Concert review

Folk Alliance: Elizabeth’s tour of the official showcases (Thursday)

Blisk. Photo by Elizabeth Szekeres.

The Roots Music Canada team is out in force in Montreal this weekend for the annual Folk Alliance International conference, the world’s largest gathering of folk artists and industry people.  A key component of Folk Alliance is the showcases, series of short performances by artists, which provide concert and festival promoters with a chance to sample their lives shows. Folk Alliance produces a number of official showcases as part of the conference and selects artists from a large pool of applicants.  Individual artists, labels, publicists and other industry people also rent rooms and host private showcases well into the wee hours.

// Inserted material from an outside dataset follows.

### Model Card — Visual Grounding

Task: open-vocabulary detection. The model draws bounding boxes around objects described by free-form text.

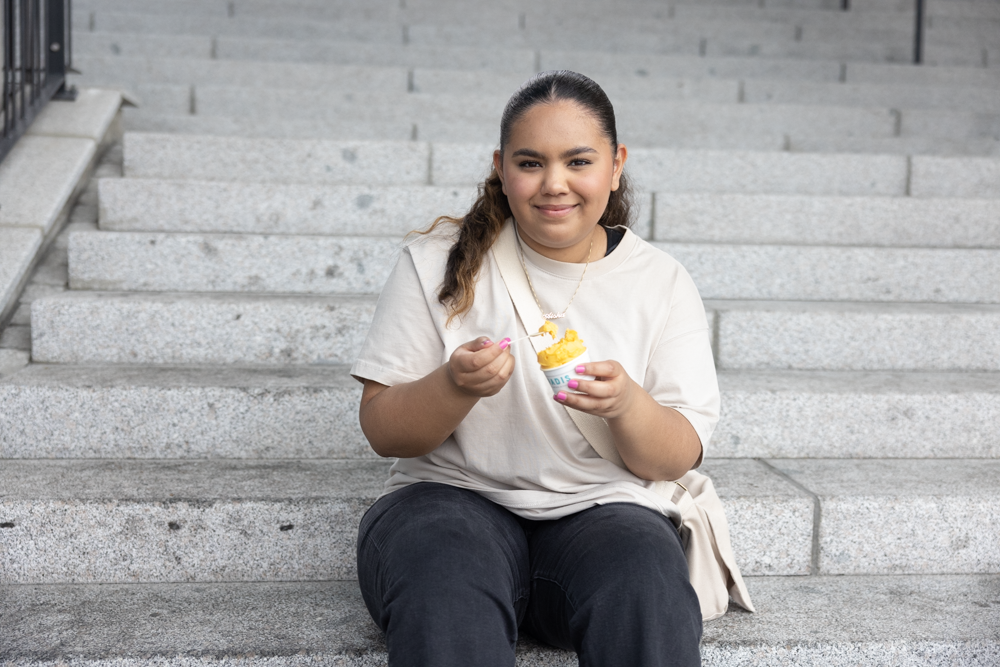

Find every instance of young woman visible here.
[351,71,719,667]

When you start out your evening hearing a voice that sounds like a bottomless pit of warm melted chocolate, you know you’re having a great day. That voice belongs to Connie Kaldor, who today is rather a legend in Canadian folk music her having not only that amazing voice, but also a wicked sense of humour and a dynamite stage presence. Blasting out her invariably clever lyrics with full throated verve, Connie has the audience eating out of the palm of her hand. She finished up her showcase set with her composition she describes as a “She Shanty.” All the men get to sing hearty sea shanties, she laments, but there’s nothing like that suitable for women to sing. So Connie Kaldor composed a She Shanty all about what women need when they’ve been treated badly. And, there’s even a line that mentions chocolate.
 

Connie Kaldor. Photo by Elizabeth Szekeres.

 
Next up was a duo with a mesmerizing sound. Perséides combines double bass and santur to improvise upon the classical music of Persia. The santur is a many-stringed instrument played with small hammers similar to the American hammered dulcimer or the Hungarian cymbalum. In Perséides, the bass player brings a history of jazz improvisation to the duo, and each musician is obviously a virtuoso; both are incredibly skilled on their instruments, leading to a transformational experience for their audience members.
 

Perséides. Photo by Elizabeth Szekeres.

 
Poet Tanya Davis presented an amazing set with spoken word artistry. “I love you like common sense,” she writes, “like poems, and being in them.” Tanya accompanies herself, noodling on electric guitar as she delivers her delicious words that make you sit up and stare at the wall, astounded at what she just said. “Art people are heart people,” she said at one point, at random, from nowhere. It seems that that phrase sprang from her brain just then, such is her off-the-cuff-musing. Tanya also delivered a lengthy poetic piece all about becoming comfortable with loneliness and solitude. It was delicious like French vanilla ice cream – familiar, comfortable, but remarkable for how it makes you feel. 
 

Tanya Davis. Photo by Elizabeth Szekeres.

 
Blisk, singing songs from Eastern Europe, was next on our program. We caught a couple of pieces from their set, marveling at their command of lovely harmonies, gorgeous costumes and unusual melodies. Well worth the riveted attention of the audience.
 

Blisk. Photo by Elizabeth Szekeres.

 
Legendary bluesman Harrison Kennedy did a set in the Leonard Cohen Room. From Hamilton, Ont., and formerly a member of the popular and immensely respected band Chairman of the Board, Harrison is now 77 years old but still has the chops to do a solo performance with just a cigar box guitar and his ample voice. Harrison has written some 700 songs in his long career in the blues music genre, and he still has his audience hanging on every note.
 
The Good Lovelies did a wonderful set. These are three lovely young women with voices like the proverbial angels. They accompany themselves with two keyboards, a guitar and various small hand percussion instruments, and all of the instrumentals are a perfect blend with their voices. The harmonies are so beautiful, they make you forget to listen to the lyrics.
 
Following the Good Lovelies was a giant Cajun party band, the Revelers, from Louisiana. Comprised of six men, the band was raucous and fun in the best of Zydeco traditions. Button accordions, guitars, two fiddles, saxophone, drum kit and bass made for a giant sound in this biggest of ballrooms in the Queen Elizabeth Hotel. This band was so much fun that couples from the audience actually got up to dance the Cajun two-step on the floor beside the stage.
 

The Revelers. Photo by Elizabeth Szekeres.

 
The finale of the Thursday afternoon official showcases was a concert by the McGarrigle Family. Anna and Jane, with their adult children, performed a tribute set to their sister Kate McGarrigle, who died in 2010. A passage from their memoir, Mountain City Girls, was read. An instrumental version of “Talk to me of Mendocino,” possibly the most perfect song that Kate wrote, was played, along with “Entre la Jeunesse et la Sagesse,” and “Fare Thee Well,” among other great pieces. “It’s a place between youth and wisdom,” Anna said. “It’s a place we’re still trying to get to…”
 
And so ended the afternoon official showcase performances.